I want to serve a REST API with authentication middleware alongside Swagger UI documentation, both at /api/*. This is a common pattern for API servers where documentation is co-located with the API itself.

Impact

This limitation forces developers to either:

• Use different path prefixes for API and docs (breaking URL consistency)
• Apply middleware to everything including static documentation
• Implement complex and hard to maintain conditional middleware logic

Existing issues

• I've seen Private & Public route handle with middleWare #3427 but I believe this is a slightly different use-case because I'm using scopes.
• I've seen how to exclude a specific route from middlewares that wrap that scope #3201 but I believe their solution should already work for their use-case, and my question includes a wildcard scope that they don't have.

[harshagarwalnyu]

Yeah, actix-web matches services in the order they are defined, but a wildcard scope often "swallows" everything if you aren't careful. The best way to isolate middleware while keeping the same prefix is to use a guard on the scope that has the middleware.

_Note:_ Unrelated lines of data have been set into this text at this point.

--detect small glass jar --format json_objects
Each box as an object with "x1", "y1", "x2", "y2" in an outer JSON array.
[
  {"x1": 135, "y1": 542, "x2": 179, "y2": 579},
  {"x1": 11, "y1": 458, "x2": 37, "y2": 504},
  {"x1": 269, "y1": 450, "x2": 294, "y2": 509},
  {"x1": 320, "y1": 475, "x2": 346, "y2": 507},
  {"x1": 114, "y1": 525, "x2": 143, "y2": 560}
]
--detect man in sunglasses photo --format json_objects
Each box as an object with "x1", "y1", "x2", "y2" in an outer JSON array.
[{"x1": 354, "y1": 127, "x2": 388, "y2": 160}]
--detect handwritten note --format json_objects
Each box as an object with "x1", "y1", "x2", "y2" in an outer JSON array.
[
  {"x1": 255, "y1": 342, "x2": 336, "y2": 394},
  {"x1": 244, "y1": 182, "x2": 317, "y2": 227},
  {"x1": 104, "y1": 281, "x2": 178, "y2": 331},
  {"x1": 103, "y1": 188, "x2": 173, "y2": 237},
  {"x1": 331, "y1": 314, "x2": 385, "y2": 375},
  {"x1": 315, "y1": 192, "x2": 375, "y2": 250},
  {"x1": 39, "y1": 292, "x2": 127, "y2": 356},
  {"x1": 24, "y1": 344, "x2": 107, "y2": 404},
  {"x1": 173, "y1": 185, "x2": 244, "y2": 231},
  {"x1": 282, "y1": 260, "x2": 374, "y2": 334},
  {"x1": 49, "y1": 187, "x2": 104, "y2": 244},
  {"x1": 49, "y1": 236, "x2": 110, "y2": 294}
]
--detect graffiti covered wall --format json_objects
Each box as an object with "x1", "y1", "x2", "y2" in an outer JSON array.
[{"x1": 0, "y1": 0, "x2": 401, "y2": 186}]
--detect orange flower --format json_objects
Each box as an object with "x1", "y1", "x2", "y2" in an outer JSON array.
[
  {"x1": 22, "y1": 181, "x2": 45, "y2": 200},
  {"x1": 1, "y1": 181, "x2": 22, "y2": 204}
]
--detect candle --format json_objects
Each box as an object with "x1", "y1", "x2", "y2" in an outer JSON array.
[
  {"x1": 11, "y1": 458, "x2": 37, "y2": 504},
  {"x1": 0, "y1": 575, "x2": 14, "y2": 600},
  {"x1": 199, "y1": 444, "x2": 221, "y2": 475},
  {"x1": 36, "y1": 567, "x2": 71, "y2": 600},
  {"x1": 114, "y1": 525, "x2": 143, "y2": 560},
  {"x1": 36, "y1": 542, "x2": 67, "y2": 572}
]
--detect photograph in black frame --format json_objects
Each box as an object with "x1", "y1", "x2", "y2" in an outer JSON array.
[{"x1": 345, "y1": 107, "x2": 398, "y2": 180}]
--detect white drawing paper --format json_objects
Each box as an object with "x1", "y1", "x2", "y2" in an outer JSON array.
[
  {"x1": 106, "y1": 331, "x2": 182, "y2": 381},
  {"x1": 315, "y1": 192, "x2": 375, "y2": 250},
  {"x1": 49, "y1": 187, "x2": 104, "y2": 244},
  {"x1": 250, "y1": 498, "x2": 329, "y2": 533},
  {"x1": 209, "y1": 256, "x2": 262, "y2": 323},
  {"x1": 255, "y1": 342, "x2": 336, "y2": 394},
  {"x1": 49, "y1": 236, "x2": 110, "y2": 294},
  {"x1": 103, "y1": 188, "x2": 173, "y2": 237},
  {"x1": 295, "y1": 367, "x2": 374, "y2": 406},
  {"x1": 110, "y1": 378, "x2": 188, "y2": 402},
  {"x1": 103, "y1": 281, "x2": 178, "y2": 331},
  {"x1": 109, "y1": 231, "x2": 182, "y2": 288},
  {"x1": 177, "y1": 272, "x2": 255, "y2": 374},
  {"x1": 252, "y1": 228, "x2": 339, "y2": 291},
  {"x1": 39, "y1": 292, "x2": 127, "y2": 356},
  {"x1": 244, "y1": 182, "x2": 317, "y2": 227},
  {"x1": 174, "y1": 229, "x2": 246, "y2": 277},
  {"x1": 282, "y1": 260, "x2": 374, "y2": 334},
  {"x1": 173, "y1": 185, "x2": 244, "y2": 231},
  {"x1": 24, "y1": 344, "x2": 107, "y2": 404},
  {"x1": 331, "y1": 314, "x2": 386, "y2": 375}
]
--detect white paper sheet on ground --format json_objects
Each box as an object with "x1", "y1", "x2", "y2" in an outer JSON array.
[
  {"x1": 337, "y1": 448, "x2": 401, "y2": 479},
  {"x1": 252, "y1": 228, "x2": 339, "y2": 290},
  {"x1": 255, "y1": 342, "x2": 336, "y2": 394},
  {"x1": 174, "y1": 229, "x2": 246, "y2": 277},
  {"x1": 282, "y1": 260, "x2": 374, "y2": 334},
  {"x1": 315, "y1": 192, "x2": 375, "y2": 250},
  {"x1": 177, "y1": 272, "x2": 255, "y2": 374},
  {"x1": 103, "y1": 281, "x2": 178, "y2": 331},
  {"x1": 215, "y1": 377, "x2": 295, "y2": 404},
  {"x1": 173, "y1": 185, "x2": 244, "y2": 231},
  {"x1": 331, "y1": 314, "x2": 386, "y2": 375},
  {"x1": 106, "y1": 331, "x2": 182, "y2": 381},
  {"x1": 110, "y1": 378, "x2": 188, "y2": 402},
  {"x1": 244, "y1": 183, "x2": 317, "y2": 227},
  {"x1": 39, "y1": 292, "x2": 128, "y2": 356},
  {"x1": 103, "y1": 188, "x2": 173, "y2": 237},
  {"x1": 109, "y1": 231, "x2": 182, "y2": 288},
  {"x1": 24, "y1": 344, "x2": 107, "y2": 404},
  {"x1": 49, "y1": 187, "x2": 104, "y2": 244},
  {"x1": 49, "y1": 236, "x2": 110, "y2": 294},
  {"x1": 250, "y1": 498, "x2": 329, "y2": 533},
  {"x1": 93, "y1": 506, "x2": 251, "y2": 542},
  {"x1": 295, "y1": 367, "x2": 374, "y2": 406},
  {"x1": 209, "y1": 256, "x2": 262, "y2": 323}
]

You can use guard::fn_guard to tell the first scope to only activate if the path is not your Swagger path. If it doesn't match, Actix will fall through to your second scope:

use actix_web::{web, guard, App, middleware::Logger};

App::new()
    // Scope 1: REST API with Middleware
    .service(
        web::scope("/api")
            .guard(guard::fn_guard(|ctx| {
                // Only match if NOT a docs request
                !ctx.path().starts_with("/api/docs")
            }))
            .wrap(Logger::default())
            .route("/items", web::get().to(api_handler))
    )
    // Scope 2: Swagger/Wildcard without Middleware
    .service(
        web::scope("/api")
            .route("/docs/{tail:.*}", web::get().to(swagger_handler))
    )

Alternatively, you can wrap individual resources instead of the entire scope. If you only have a few REST endpoints, this is often simpler:

web::scope("/api")
    .service(
        web::resource("/items")
            .wrap(Logger::default())
            .route(web::get().to(api_handler))
    )
    .route("/docs/{tail:.*}", web::get().to(swagger_handler))

Using the guard approach is usually the cleanest for larger projects because it keeps your middleware logic centralized at the scope level without affecting your static or wildcard routes.